Post-Clone Configuration Steps
Even with well-configured preservers, post-clone steps are always required. Email configuration needs to be set to "off" or redirected to a test mailbox — otherwise test instances send real emails to real users if triggered by workflow testing. Outbound integrations need credential verification; even if credentials were preserved, endpoint URLs often differ between environments. Scheduled Jobs should be reviewed and paused in non-production environments to prevent automated processes from running against real external systems. For instances integrated with Active Directory or LDAP, the LDAP connection needs to be pointed at a test directory or disabled. Document these post-clone steps as a checklist and assign them to specific people — they are easy to forget in the relief of a successful clone completing.
Clone Cleanup Scripts
ServiceNow allows you to define Clone Cleanup Scripts that run automatically on the target instance after the clone completes.

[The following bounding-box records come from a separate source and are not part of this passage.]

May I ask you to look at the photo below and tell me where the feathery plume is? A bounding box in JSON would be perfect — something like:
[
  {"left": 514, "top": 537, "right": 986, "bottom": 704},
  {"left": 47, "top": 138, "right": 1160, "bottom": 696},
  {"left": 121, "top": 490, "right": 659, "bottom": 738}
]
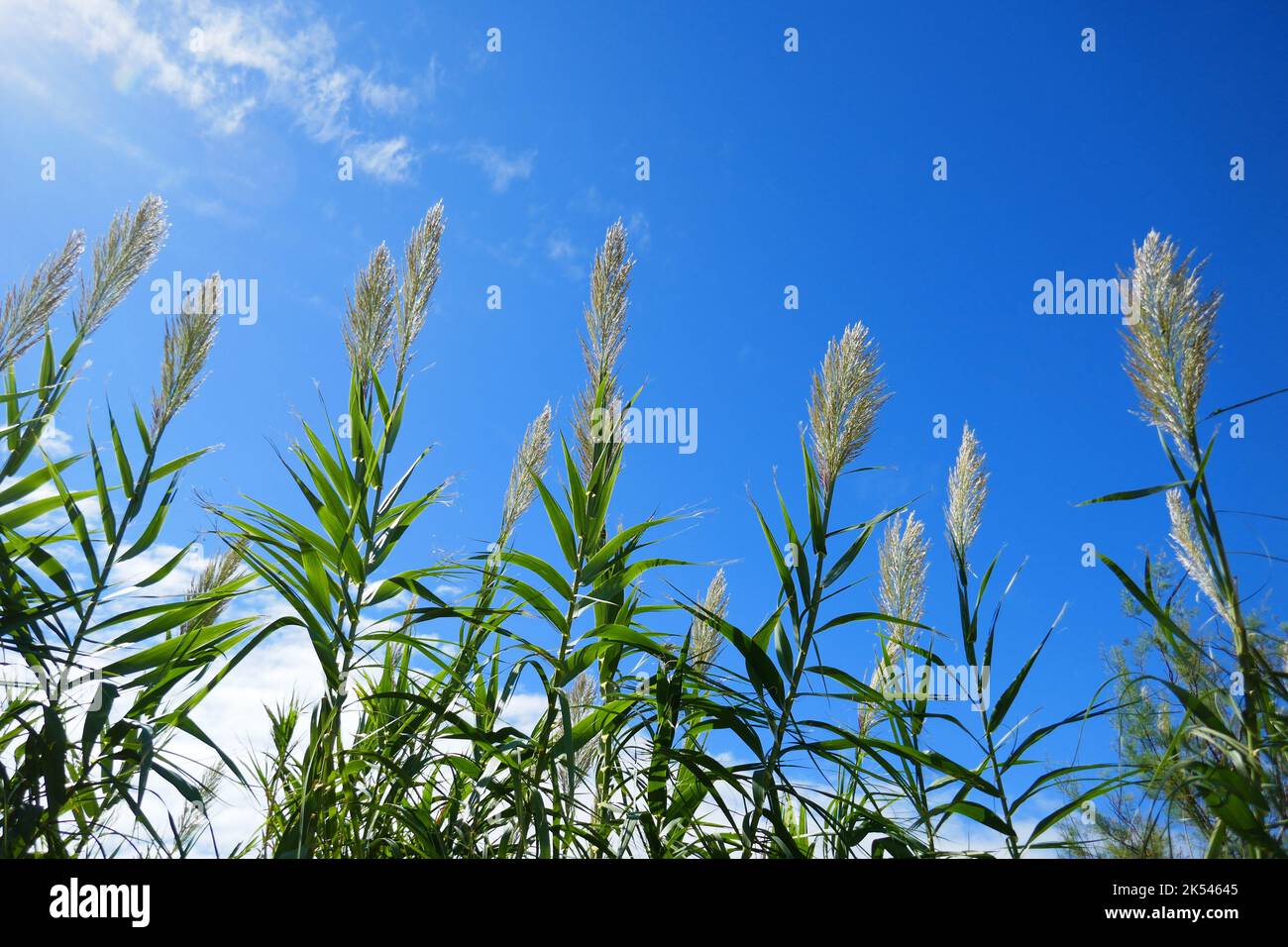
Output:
[
  {"left": 808, "top": 322, "right": 890, "bottom": 493},
  {"left": 574, "top": 220, "right": 635, "bottom": 478},
  {"left": 1124, "top": 231, "right": 1221, "bottom": 467},
  {"left": 394, "top": 201, "right": 447, "bottom": 374},
  {"left": 152, "top": 273, "right": 223, "bottom": 434},
  {"left": 690, "top": 570, "right": 729, "bottom": 672},
  {"left": 0, "top": 231, "right": 85, "bottom": 371},
  {"left": 1167, "top": 488, "right": 1235, "bottom": 627},
  {"left": 181, "top": 537, "right": 248, "bottom": 634},
  {"left": 859, "top": 513, "right": 930, "bottom": 736},
  {"left": 877, "top": 513, "right": 930, "bottom": 639},
  {"left": 944, "top": 424, "right": 988, "bottom": 559},
  {"left": 74, "top": 194, "right": 168, "bottom": 335},
  {"left": 344, "top": 244, "right": 396, "bottom": 385},
  {"left": 499, "top": 402, "right": 550, "bottom": 545}
]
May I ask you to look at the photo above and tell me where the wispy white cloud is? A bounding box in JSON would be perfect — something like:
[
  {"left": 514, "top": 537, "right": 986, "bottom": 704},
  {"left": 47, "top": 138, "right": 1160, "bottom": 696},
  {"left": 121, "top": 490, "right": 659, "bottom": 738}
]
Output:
[
  {"left": 353, "top": 136, "right": 412, "bottom": 180},
  {"left": 0, "top": 0, "right": 413, "bottom": 172},
  {"left": 358, "top": 76, "right": 415, "bottom": 115},
  {"left": 460, "top": 142, "right": 537, "bottom": 193}
]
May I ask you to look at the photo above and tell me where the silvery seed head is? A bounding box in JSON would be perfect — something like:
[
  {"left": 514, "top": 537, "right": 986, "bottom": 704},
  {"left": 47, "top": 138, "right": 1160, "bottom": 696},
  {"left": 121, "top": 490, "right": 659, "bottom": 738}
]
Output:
[
  {"left": 574, "top": 220, "right": 635, "bottom": 478},
  {"left": 877, "top": 513, "right": 930, "bottom": 640},
  {"left": 1124, "top": 231, "right": 1221, "bottom": 466},
  {"left": 74, "top": 194, "right": 168, "bottom": 335},
  {"left": 859, "top": 513, "right": 930, "bottom": 736},
  {"left": 690, "top": 570, "right": 729, "bottom": 672},
  {"left": 152, "top": 273, "right": 223, "bottom": 433},
  {"left": 1167, "top": 489, "right": 1234, "bottom": 627},
  {"left": 394, "top": 201, "right": 447, "bottom": 373},
  {"left": 344, "top": 244, "right": 396, "bottom": 384},
  {"left": 0, "top": 231, "right": 85, "bottom": 371},
  {"left": 501, "top": 402, "right": 550, "bottom": 545},
  {"left": 944, "top": 425, "right": 988, "bottom": 561},
  {"left": 808, "top": 322, "right": 890, "bottom": 493}
]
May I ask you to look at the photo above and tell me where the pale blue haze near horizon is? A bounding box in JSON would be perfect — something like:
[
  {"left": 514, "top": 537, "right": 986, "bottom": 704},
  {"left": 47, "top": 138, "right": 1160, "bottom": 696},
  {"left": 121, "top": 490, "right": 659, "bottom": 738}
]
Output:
[{"left": 0, "top": 0, "right": 1288, "bottom": 808}]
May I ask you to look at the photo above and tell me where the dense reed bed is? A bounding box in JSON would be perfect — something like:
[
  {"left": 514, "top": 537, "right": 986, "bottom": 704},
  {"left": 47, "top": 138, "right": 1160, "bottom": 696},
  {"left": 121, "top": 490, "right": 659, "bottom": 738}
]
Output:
[{"left": 0, "top": 197, "right": 1288, "bottom": 858}]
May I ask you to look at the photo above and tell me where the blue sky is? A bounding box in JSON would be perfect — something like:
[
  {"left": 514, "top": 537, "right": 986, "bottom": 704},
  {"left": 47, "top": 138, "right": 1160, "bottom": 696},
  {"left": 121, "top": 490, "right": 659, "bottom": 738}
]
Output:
[{"left": 0, "top": 0, "right": 1288, "bottom": 834}]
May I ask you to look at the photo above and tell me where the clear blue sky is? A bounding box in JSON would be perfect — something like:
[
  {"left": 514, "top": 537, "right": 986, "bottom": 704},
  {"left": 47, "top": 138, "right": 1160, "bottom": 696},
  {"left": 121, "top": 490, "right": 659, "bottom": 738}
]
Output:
[{"left": 0, "top": 0, "right": 1288, "bottom": 783}]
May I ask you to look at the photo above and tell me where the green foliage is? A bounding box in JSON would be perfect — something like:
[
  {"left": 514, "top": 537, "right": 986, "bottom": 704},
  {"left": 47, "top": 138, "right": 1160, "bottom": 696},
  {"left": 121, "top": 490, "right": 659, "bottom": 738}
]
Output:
[
  {"left": 0, "top": 197, "right": 266, "bottom": 857},
  {"left": 0, "top": 202, "right": 1267, "bottom": 858}
]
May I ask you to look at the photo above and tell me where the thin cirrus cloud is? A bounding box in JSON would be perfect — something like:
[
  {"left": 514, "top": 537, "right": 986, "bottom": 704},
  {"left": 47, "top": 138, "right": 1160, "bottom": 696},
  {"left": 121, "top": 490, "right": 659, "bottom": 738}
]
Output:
[{"left": 0, "top": 0, "right": 535, "bottom": 192}]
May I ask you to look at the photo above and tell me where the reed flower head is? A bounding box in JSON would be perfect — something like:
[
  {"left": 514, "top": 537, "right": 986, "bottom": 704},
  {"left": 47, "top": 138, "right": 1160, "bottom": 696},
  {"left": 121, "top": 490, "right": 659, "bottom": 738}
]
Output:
[
  {"left": 690, "top": 570, "right": 729, "bottom": 672},
  {"left": 183, "top": 537, "right": 248, "bottom": 634},
  {"left": 1124, "top": 231, "right": 1221, "bottom": 466},
  {"left": 1167, "top": 489, "right": 1234, "bottom": 627},
  {"left": 344, "top": 244, "right": 396, "bottom": 384},
  {"left": 74, "top": 194, "right": 168, "bottom": 335},
  {"left": 877, "top": 513, "right": 930, "bottom": 640},
  {"left": 0, "top": 231, "right": 85, "bottom": 371},
  {"left": 501, "top": 402, "right": 550, "bottom": 545},
  {"left": 394, "top": 201, "right": 447, "bottom": 374},
  {"left": 859, "top": 513, "right": 930, "bottom": 736},
  {"left": 152, "top": 273, "right": 223, "bottom": 433},
  {"left": 574, "top": 220, "right": 635, "bottom": 478},
  {"left": 808, "top": 322, "right": 890, "bottom": 493},
  {"left": 944, "top": 425, "right": 988, "bottom": 561}
]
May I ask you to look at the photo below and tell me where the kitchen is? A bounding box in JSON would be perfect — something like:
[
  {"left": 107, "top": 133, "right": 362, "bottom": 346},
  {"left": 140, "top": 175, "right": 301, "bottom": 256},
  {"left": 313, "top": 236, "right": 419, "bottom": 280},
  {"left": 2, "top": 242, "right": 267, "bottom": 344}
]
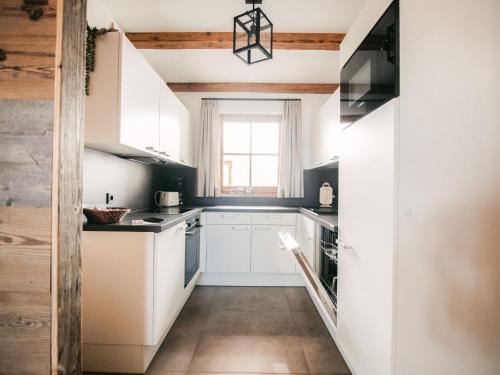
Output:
[{"left": 0, "top": 0, "right": 500, "bottom": 375}]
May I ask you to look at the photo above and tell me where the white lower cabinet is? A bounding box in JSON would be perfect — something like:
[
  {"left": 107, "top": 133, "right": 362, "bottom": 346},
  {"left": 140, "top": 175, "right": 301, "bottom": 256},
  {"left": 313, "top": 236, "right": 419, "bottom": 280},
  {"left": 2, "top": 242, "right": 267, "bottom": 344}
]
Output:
[
  {"left": 82, "top": 222, "right": 194, "bottom": 373},
  {"left": 295, "top": 215, "right": 319, "bottom": 269},
  {"left": 251, "top": 225, "right": 295, "bottom": 273},
  {"left": 204, "top": 211, "right": 300, "bottom": 285},
  {"left": 153, "top": 222, "right": 185, "bottom": 343},
  {"left": 207, "top": 224, "right": 252, "bottom": 272}
]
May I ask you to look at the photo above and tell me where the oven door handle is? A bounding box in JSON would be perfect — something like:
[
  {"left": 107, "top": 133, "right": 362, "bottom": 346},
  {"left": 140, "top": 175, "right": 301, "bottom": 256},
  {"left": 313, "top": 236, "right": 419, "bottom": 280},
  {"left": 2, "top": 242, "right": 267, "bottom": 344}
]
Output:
[{"left": 186, "top": 227, "right": 200, "bottom": 236}]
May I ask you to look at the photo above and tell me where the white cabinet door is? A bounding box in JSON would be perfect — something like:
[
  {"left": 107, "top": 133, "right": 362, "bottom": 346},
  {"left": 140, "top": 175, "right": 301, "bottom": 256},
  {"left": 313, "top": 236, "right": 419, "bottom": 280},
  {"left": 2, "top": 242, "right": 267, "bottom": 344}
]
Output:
[
  {"left": 159, "top": 82, "right": 181, "bottom": 160},
  {"left": 120, "top": 36, "right": 160, "bottom": 151},
  {"left": 152, "top": 222, "right": 186, "bottom": 345},
  {"left": 180, "top": 104, "right": 194, "bottom": 166},
  {"left": 295, "top": 215, "right": 316, "bottom": 269},
  {"left": 251, "top": 225, "right": 295, "bottom": 273},
  {"left": 207, "top": 224, "right": 252, "bottom": 272},
  {"left": 337, "top": 100, "right": 396, "bottom": 375}
]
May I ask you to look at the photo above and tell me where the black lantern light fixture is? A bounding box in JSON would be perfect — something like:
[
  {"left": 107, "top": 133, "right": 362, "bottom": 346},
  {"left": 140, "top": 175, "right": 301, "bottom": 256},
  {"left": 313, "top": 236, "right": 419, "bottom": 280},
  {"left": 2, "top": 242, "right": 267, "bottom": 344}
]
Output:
[{"left": 233, "top": 0, "right": 273, "bottom": 64}]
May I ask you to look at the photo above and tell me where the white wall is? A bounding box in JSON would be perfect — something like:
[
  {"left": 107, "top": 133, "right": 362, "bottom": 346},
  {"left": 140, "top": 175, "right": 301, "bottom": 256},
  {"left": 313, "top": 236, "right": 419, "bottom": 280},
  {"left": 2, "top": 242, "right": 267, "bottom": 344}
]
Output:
[
  {"left": 340, "top": 0, "right": 393, "bottom": 67},
  {"left": 396, "top": 0, "right": 500, "bottom": 375},
  {"left": 176, "top": 92, "right": 329, "bottom": 168},
  {"left": 87, "top": 0, "right": 121, "bottom": 30}
]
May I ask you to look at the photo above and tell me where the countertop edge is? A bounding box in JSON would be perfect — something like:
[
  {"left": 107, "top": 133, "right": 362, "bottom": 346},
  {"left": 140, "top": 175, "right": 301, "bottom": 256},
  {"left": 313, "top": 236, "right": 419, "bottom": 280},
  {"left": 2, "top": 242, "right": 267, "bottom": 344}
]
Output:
[
  {"left": 83, "top": 206, "right": 338, "bottom": 233},
  {"left": 83, "top": 208, "right": 203, "bottom": 233},
  {"left": 299, "top": 207, "right": 338, "bottom": 231}
]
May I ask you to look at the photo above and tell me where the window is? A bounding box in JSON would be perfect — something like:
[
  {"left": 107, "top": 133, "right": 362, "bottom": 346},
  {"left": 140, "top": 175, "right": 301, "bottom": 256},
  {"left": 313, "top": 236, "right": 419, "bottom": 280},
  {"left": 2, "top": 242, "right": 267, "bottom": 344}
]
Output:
[{"left": 221, "top": 116, "right": 281, "bottom": 196}]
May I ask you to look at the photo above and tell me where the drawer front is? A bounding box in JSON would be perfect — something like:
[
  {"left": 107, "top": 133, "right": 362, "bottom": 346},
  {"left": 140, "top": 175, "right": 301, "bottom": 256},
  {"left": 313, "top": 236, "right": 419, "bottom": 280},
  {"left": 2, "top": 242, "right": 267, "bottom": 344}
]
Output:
[
  {"left": 252, "top": 212, "right": 297, "bottom": 225},
  {"left": 207, "top": 211, "right": 252, "bottom": 225}
]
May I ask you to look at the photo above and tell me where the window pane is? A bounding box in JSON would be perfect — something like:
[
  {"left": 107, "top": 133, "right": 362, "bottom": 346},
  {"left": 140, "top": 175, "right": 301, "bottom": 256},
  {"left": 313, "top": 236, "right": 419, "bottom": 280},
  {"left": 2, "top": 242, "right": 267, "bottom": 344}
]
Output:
[
  {"left": 252, "top": 155, "right": 278, "bottom": 187},
  {"left": 252, "top": 122, "right": 280, "bottom": 154},
  {"left": 223, "top": 122, "right": 250, "bottom": 154},
  {"left": 222, "top": 155, "right": 250, "bottom": 186}
]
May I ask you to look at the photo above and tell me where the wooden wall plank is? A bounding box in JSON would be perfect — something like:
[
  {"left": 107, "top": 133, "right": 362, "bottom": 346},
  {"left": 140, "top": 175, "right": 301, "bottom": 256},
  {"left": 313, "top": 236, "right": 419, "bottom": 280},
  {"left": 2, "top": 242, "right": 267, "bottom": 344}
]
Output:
[
  {"left": 0, "top": 100, "right": 54, "bottom": 207},
  {"left": 127, "top": 32, "right": 345, "bottom": 51},
  {"left": 0, "top": 207, "right": 51, "bottom": 375},
  {"left": 167, "top": 82, "right": 339, "bottom": 94},
  {"left": 0, "top": 0, "right": 57, "bottom": 375},
  {"left": 52, "top": 0, "right": 87, "bottom": 375},
  {"left": 0, "top": 0, "right": 57, "bottom": 99}
]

These scripts execute in the target instance context and are ideal for automating the post-clone configuration steps described above. A well-maintained cleanup script can set email mode to disabled, update environment-specific properties, pause scheduled jobs by category, and send a Slack or email notification confirming the clone completed with a summary of what was configured. Investing in thorough cleanup scripts pays dividends across every future clone. Store cleanup scripts in a dedicated scoped application so they are version-controlled and deployable independently of application code.
Clone Impact on Integrations
A clone always disrupts integrations in the target environment unless explicitly managed. Outbound integrations in the cloned instance will attempt to call the same external endpoints as production — which may be real external systems, not test environments. Inbound integrations that external systems call will stop working if the target instance URL changed or if inbound credentials were overwritten by the clone. The clone checklist should include: (1) disable all outbound integrations immediately after clone completes; (2) reconfigure endpoint URLs to point to test external systems; (3) verify inbound credential preservers worked correctly; (4) send test messages through each integration before declaring the environment ready. Skipping any of these steps risks sending production-like traffic to real external systems or missing the window to catch broken integrations before business users start testing.
Clone Scheduling and Communication
A clone is disruptive to anyone using the target environment during the process. Establish a regular clone schedule that development and testing teams can plan around — monthly is common for large organisations, quarterly for those with stable production environments. Communicate clone dates at least two weeks in advance through whatever channels your team monitors (email, Slack, Jira tickets). Include in the communication: when the clone window starts, estimated duration, what will be preserved (credentials, test user accounts), and what teams need to do post-clone (repoint integrations, verify their test scenarios still work). A standard post-clone communication confirming completion with a checklist of what was verified reduces the support burden after the clone. Assign one person as the clone coordinator responsible for initiating the request, monitoring progress, completing the post-clone checklist, and sending the completion notification.